More Questions Arise About Soldier who Promoted Ron Paul in Uniform; Has Arrest Record from Florida

Earlier this week, Big Government broke an exclusive that Corporal Jesse Thorsen, 28–the soldier who supported presidential candidate Rep. Ron Paul (R-TX) while in uniform during the Iowa caucuses–was being probed by his Army Reserve unit for violation of Department of Defense Regulations.

Late last week, the Associated Press reported that Thorsen may also have an arrest record from Florida, and that his service record may not be as he originally portrayed it when he was originally interviewed by CNN at the caucus:

According to the military, Thorsen had deployed once to Afghanistan in 2009 after first joining the Florida National Guard in July 2001 and the Army Reserve in 2009. The military said he is with an engineer company out of Des Moines, and his unit falls under the 416th Theater Engineer Command out of Darien, Ill.


Court records show that Thorsen was arrested in Lee County, Fla., in December 2004 for three felonies: burglary, theft of a firearm and possession of burglary tools. Details were not available late Thursday.

He pleaded guilty to all three charges the following July but adjudication was withheld, meaning he would have no record. He was sentenced to probation and ordered to pay $660.50 He made regular payments through April 2006 totaling $630.50 but then stopped, the records show. In May 2006, he was ruled in violation of his probation and was arrested three weeks later in Tampa, spending three days in jail. In August 2006, he appeared before a judge in Lee County, who reinstated his probation.

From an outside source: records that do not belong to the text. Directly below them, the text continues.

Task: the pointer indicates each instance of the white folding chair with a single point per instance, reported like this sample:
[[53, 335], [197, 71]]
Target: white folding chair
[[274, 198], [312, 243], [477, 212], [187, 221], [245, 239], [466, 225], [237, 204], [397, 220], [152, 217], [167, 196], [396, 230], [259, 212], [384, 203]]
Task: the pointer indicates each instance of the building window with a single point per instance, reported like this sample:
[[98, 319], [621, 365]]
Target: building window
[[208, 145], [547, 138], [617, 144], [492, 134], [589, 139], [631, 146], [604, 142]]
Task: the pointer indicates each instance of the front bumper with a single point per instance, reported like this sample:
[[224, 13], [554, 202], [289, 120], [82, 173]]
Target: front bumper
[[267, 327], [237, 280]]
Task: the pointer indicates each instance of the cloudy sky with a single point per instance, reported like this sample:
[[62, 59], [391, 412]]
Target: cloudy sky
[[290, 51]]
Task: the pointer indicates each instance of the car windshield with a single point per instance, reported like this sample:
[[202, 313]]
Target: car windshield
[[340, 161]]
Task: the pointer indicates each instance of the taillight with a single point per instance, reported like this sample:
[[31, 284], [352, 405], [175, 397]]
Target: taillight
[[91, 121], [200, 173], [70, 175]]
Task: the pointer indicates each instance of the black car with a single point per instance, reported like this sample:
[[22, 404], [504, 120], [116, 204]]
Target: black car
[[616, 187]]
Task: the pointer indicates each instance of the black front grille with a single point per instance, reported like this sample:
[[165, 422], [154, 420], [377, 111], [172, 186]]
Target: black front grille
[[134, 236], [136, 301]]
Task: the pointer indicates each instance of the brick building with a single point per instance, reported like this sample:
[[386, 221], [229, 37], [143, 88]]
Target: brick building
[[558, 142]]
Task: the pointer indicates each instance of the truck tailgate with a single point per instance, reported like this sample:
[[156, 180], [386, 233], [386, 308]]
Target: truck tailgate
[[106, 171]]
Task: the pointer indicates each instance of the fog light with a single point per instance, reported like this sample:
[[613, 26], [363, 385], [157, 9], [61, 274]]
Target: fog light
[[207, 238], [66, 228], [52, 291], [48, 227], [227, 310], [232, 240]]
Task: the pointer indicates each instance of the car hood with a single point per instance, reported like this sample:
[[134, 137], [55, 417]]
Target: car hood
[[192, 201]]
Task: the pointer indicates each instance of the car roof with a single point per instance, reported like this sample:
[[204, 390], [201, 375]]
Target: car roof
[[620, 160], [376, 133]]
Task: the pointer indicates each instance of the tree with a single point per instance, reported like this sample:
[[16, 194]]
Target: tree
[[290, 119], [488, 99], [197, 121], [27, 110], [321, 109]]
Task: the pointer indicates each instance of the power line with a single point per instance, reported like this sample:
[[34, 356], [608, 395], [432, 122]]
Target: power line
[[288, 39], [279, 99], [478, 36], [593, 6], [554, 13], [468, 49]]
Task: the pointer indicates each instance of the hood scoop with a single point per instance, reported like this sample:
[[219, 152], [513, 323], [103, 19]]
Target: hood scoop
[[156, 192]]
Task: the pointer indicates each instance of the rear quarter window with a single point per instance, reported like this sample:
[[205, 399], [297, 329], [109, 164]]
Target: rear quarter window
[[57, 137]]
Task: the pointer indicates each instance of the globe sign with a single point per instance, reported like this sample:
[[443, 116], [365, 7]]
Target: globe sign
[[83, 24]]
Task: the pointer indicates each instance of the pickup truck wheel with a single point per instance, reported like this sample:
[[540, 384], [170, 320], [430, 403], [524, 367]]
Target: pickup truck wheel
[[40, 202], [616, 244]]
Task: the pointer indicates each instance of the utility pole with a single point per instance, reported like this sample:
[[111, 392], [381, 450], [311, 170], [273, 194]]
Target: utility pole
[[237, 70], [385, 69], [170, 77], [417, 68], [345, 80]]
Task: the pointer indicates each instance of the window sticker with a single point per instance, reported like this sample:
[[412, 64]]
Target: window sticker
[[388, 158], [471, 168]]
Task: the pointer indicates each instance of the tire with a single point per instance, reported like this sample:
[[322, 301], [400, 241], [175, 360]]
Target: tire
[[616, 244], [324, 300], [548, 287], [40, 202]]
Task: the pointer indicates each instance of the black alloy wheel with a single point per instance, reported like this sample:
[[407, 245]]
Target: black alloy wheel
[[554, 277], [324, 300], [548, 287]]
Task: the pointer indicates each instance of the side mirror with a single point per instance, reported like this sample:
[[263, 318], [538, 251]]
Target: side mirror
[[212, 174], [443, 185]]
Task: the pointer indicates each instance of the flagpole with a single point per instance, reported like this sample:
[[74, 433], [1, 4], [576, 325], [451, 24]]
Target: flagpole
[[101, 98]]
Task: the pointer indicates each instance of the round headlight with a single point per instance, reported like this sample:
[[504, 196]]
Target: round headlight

His probation ended in March 2007.

Thorsen originally seemed to confirm a statement by a CNN reporter during a live interview that he was an active soldier who had served two tours abroad in Afghanistan and that he was gearing up for a third.

Since then, Big Government has learned that Thorsen is not active duty, but actually in the Army Reserve, and that he has only served one tour abroad, not two. Despite his claim that he is on his way to serving another tour, Pentagon sources say that no orders have actually come through for Thorsen and that he’s currently being probed within his own unit.

The real questions about Thorsen that may provide answers have not yet been asked; what is Thorsen’s real agenda and what is his actual political philosophy? Does his ‘9-11-2001–Remember,’ tattoo mean that he is just a patriot–or possibly a 9/11 Truther? The answers to these questions will tell us more about Thorsen’s true agenda than his service record–or his arrest record.